The artists of "De Nue". Curator Da'Niro Elle Brown is in the second row on the far right. Credit: courtesy Da'Niro Elle Brown

The student population at the School of the Art Institute is just 3 percent black. “It’s very frustrating,” says Da’Niro Elle Brown, a senior who studies sculpture, performance, and film. “People put you with the other black people. They assume every black person loves Kara Walker or Basquiat. During critiques, if you’re black, you feel like people are expecting something from you. People assume your work is about you being black and that they can’t ask questions because they can’t identify. It’s stifling. We want to define ourselves, not let the mass of the community or the school tell us who we are or about the work we do.”

Brown and her cohorts decided they needed to demonstrate to their community that there are lots of different ways of being black. And the best way to do that would be an art exhibit of black students’ work. They called it “De Nue,” a pun on the slang term “dat new new.” (The fake French made it sound more sophisticated and classy.) In order to avoid conflicts of interest and accusations that they were only choosing work by their friends, they recruited an outside jury of working artists and curators: Faheem Majeed, Aymar Jean Christian, Felicia Mings, and Erica Ross.

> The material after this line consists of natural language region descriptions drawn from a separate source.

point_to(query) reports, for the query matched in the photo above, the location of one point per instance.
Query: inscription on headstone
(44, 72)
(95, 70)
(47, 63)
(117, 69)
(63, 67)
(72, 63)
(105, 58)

The process of getting the show together was difficult, Brown says, because she and her fellow curators, Brianna McIntyre and Janelle Anaya Miller, wanted to submit as complete and professional an application for gallery space as possible. “We didn’t want to come across as entitled,” she says. “We didn’t want to make it seem like we were saying, ‘You guys owe us this.'”

The process was complicated by the fact that six of the ten artists in the show hadn’t yet been selected by the jury when the curators submitted their proposal. But after a year of work, the exhibit, accompanied by a catalog in which the artists discuss their work, finally opened at the LeRoy Neiman Center Gallery last weekend with performances and an after-party. Four hundred people came. “I think they loved it,” Brown says. “We got a lot of positive feedback.”

The art in the show itself, Brown says, reflects a wide range of media, styles, and experiences. “You’ll see a lot of representation of the queer spectrum,” she says. “People reference their upbringing and families, and the communities they belong to now.”  

"De Nue" in the gallery. <i>Smooth Operator</i> is on the left wall, <i>Black Pinup Project</i> is on the right, and components of <i>Untitled</i> are in the center.
“De Nue” in the gallery. Smooth Operator is on the left wall, Black Pinup Project is on the right, and components of Untitled are in the center.Credit: courtesy Da’Niro Elle Brown

Some of the works deal with bodies. Itunuoluwa Ebijimi’s Black Pinup Project is, as you might guess from its title, a collection of portraits of queer black people in sexy poses. Amina Ross’s video installation G(ui)ILDING shows, on three screens, a black woman covering her own body with glittery gold paint.

Others are more abstract. The centerpiece of Derrick Woods-Morrow’s Smooth Operator is an elaborate and complicated contract that sets the terms of sex with Woods-Morrow and grants him the right to share any information he learns from the signee. As you read the contract, you can listen in on headphones to a conversation between Woods-Morrow and a woman about the implications of such contracts and agreements, namely that people sign them without realizing the full ramifications of what they’re agreeing to.

Brown’s own contribution to the exhibition is a sculptural performance piece called Untitled. Only the sculpture element, pieces of an eight-foot by four-foot by four-foot box lined with oats, is on display, but during the opening the performer Antonio Robles stood in the box and acted out a series of gestures that reflected on black masculinity and femininity and what it means to be a black man today.

“We’re putting our voices into our work,” Brown says. “We’re vulnerable. Our friends and family are out there. It’s very important for other people to see them. It’s all under the umbrella of blackness.”

Brown herself is in two more shows this month, one of student work at SAIC’s Sullivan Galleries and a special exhibition of regional artists curated by Michelle Grabner at the stARTup Art Fair.

“I want to expand my voice as an artist and a young woman of color,” Brown says. “Part of my practice is accepting who I am. I use art to try to help expand that more. Instead of letting it bring me down, I push forward.”

“De Nue” runs through 9/25 at the LeRoy Neiman Center Gallery, 37 S. Wabash, and Gallery X, 280 S. Columbus, saic.edu.